24.10.07

el cazador de lobos





We humans fear the beast within the wolf because
we do not understand the beast within ourselves
−Gerald Hausman.




Arriba el azul del cielo, telón de fondo de algún dios que dejó su obra a medias. Debajo, por todas partes, las montañas, talladas por el viento inmisericorde y atávico, y en medio de ellas el valle; una grieta apenas en aquel macizo de rocas heladas. Siempre había estado ahí, siempre estaría allí, robado al tiempo mismo, expulsado del mundo que abolían las inmensas murallas de roca que lo sitiaban por todas partes excepto, grieta en la grieta, por el paso que un riachuelo borracho y frenético había arañado durante eones en su huida de los glaciares, rumbo a algún mar remoto allá en el norte. Era ese río el único acceso al valle. Por su rivera, piedra desbastada salpicada por el agua rabiosa, tropezaba y se retorcía una tortuosa travesía que cada año tras el deshielo cruzaban, incansables y suicidas, los inmensos carretones que durante el breve verano iban y venían por aquel camino fugazmente transitable, llevándose en inmensos toneles el raro vino de las vides de las nieves y trayendo los cereales, las herramientas y el ganado que el pueblo necesitaba para subsistir durante el largo asedio al que la nieve lo condenaba de otoño a primavera. No era extraño que de cuando en cuando una cuadrilla de mulas enloqueciese con el fragor del río, que una rueda estallase o que el peso de la carga torciese el rumbo de un carro y diese con él en la corriente, donde estallaba desmadejado y eran tragados por aquel fragor invencible los gritos de agonía del conductor y los relinchos de pánico de los animales, y las aguas lamían la sangre y al poco ningún rastro quedaba del crimen del río insaciable.
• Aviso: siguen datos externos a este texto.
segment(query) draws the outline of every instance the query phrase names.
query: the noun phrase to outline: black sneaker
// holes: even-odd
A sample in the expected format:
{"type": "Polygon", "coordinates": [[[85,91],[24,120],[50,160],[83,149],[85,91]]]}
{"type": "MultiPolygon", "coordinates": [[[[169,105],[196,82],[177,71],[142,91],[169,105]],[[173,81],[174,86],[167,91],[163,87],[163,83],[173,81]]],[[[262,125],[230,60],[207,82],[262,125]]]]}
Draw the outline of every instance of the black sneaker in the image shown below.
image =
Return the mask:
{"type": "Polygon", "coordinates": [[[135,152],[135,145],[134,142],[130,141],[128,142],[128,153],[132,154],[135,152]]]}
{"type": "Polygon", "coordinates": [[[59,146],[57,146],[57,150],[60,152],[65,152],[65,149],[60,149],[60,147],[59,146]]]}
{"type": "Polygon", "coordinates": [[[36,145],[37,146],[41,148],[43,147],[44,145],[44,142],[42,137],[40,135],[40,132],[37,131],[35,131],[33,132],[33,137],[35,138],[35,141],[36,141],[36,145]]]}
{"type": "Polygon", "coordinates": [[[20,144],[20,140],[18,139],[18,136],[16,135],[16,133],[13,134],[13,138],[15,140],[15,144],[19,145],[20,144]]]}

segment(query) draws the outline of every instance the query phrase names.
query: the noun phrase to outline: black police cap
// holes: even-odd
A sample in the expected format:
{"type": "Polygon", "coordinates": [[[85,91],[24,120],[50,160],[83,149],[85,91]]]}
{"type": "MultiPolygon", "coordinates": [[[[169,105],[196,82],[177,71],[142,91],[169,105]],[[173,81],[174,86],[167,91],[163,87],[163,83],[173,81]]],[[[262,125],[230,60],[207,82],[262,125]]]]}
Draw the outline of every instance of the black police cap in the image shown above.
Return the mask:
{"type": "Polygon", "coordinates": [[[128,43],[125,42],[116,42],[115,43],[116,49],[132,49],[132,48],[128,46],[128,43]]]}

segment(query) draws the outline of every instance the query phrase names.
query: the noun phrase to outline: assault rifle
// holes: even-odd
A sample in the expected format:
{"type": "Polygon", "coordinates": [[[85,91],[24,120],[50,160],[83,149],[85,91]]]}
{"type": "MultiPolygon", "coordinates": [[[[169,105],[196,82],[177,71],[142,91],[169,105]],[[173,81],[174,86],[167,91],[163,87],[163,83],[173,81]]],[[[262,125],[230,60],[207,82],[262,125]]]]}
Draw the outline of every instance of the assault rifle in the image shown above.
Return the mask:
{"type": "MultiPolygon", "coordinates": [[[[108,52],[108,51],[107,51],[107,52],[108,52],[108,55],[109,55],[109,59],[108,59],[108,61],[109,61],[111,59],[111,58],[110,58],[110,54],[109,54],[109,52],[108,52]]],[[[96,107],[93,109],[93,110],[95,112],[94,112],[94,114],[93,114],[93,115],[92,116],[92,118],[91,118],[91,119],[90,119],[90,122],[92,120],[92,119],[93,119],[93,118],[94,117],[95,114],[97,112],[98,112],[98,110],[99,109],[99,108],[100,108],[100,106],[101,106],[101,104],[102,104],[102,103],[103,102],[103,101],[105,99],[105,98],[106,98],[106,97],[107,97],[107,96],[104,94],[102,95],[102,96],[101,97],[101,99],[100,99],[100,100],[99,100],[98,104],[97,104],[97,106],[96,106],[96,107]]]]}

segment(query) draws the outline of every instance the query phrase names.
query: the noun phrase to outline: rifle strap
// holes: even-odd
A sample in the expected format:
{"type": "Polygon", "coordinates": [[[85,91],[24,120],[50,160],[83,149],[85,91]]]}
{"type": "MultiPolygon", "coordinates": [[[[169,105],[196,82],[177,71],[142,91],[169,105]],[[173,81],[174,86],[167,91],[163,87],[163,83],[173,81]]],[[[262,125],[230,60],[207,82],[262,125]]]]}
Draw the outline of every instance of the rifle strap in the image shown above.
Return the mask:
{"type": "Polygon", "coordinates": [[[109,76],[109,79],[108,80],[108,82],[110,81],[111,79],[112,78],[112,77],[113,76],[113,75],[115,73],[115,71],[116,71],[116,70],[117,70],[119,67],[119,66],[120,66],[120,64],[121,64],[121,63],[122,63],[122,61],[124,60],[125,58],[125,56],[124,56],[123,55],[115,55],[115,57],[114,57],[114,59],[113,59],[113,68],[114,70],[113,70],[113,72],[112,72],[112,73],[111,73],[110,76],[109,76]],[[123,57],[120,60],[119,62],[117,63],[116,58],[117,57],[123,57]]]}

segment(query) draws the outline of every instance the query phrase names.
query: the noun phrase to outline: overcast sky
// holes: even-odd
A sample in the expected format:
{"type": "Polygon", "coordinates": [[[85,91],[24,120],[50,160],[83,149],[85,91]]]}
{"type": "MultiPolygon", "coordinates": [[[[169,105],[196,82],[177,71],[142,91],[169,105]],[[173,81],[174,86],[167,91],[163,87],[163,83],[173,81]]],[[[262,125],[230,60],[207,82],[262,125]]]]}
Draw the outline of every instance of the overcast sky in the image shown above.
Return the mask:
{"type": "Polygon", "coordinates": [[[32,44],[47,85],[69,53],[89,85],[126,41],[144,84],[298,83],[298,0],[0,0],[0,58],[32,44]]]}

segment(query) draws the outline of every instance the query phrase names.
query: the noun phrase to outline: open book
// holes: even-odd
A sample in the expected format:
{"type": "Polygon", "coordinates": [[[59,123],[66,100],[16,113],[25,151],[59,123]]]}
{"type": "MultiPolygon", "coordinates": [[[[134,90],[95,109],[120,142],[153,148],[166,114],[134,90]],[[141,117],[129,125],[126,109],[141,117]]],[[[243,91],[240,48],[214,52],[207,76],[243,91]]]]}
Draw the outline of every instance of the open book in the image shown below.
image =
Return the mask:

Fue ese camino el que mis padres ascendieron cuando vinieron al valle, huyendo de nadie supo qué y trayéndome a mi en el vientre de ella, y era por ese camino por el que me decían que algún día eternamente cercano volveríamos de nuevo a alguna parte, a algún lugar donde existían mares y praderas, casas altas y esbeltas, calles, ciudades e invenciones arcanas como electricidad o la música que tanto añoró mi pobre madre. Soñaron con ese camino con tal fe que a veces les imagino soñando aún con él, si los muertos sueñan, desde la profundidad de sus fosas en el sombrío cementerio tomado por el musgo y la escarcha que hay tras la iglesia de esta aldea anónima, única población tan estúpida, imprudente y orgullosa como para existir en el valle. Fue ese camino traicionero el que, un año, subió el cazador de lobos, abriéndose paso a través de la nieve que lo bloqueaba con la determinación de los condenados al infierno, montando su recia mula, arrastrando su rosario de inmensos cepos y acunando su fusil veterano de guerras de las que jamás ninguno de nosotros había oído hablar.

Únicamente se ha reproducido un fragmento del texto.